Semejante a un extranjero celestial, ha pasado su camino, separado moralmente de todos, pero siervo de todos en gracia, accesible tanto a ricos como a pobres. Se lo encuentra en todas las situaciones; entra en contacto con toda clase de hombres; cumple su servicio a veces dentro de los límites de la tierra de Israel y otras veces más allá de sus fronteras. Pero, dondequiera que esté, en cualquier circunstancia que se encuentre, con quienquiera que tenga que actuar, su único e invariable objetivo era dar a conocer la gracia de Dios.
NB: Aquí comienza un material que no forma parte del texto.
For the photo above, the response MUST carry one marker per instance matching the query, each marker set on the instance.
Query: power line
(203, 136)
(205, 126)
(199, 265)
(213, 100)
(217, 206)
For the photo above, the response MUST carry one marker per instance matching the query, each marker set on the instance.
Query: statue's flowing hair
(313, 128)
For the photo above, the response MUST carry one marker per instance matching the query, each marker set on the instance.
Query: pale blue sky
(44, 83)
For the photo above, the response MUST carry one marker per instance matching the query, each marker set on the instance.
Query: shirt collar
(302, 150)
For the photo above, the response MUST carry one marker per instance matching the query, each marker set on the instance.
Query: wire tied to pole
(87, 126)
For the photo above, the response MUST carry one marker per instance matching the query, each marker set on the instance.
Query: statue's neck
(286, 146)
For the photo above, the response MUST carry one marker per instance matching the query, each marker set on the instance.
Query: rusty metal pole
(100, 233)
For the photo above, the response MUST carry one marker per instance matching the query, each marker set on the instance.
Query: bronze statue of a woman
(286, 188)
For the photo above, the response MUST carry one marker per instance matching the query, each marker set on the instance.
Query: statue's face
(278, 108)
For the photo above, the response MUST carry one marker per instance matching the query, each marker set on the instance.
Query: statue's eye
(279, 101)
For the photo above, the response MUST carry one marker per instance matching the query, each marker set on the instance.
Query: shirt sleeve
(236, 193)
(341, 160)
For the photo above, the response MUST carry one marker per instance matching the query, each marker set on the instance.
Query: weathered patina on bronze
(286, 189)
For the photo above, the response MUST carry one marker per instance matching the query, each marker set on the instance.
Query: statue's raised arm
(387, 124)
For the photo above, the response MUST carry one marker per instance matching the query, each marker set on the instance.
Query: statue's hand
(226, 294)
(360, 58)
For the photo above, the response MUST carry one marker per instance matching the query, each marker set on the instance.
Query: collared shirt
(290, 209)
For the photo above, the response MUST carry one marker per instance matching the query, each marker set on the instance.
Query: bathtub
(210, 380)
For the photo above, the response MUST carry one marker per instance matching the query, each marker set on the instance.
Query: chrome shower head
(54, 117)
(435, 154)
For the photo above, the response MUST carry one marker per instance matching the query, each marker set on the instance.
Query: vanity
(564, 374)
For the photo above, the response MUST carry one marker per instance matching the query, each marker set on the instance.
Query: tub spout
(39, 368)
A veces se burlan de él; otras veces es ignorado y olvidado; además los hombres traman quitarle la vida; pero, a pesar de todas las oposiciones, continúa su servicio de amor, quitando la maldición, preservando la vida de los reyes, alimentando a los hambrientos, ayudando a los necesitados, curando a los leprosos y resucitando a los muertos.
Nada admite en sus caminos y en su modo de vida que sea incompatible con su ministerio de gracia. Rechaza las riquezas de este mundo y las dádivas de los hombres, aceptando ser pobre para que otros sean enriquecidos.
Todo esto lo hace idóneo para ser una figura de Aquel mucho mayor que él, por medio de quien la gracia y la verdad vinieron a este mundo, que “habitó entre nosotros… lleno de gracia y de verdad” (Juan 1:14); que “se hizo pobre... para que nosotros fuésemos... enriquecidos” (2 Corintios 8:9); que “sufrió tal contradicción de pecadores” (Hebreos 12:3) y que al final dio su vida para que “la gracia reine por la justicia” (Romanos 5:21).
Además, si bien Eliseo es una figura del Cristo que debía venir, también es un ejemplo para cada creyente, enseñándonos que, en medio de todas las circunstancias de la vida, deberíamos, frente a las necesidades de los hombres, ser los mensajeros de la gracia que nos ha buscado en toda nuestra decadencia para finalmente ponernos con el Hombre en la gloria haciéndonos semejantes a él, ahí donde estaremos por siempre “para alabanza de la gloria de su gracia” (Efesios 1:6).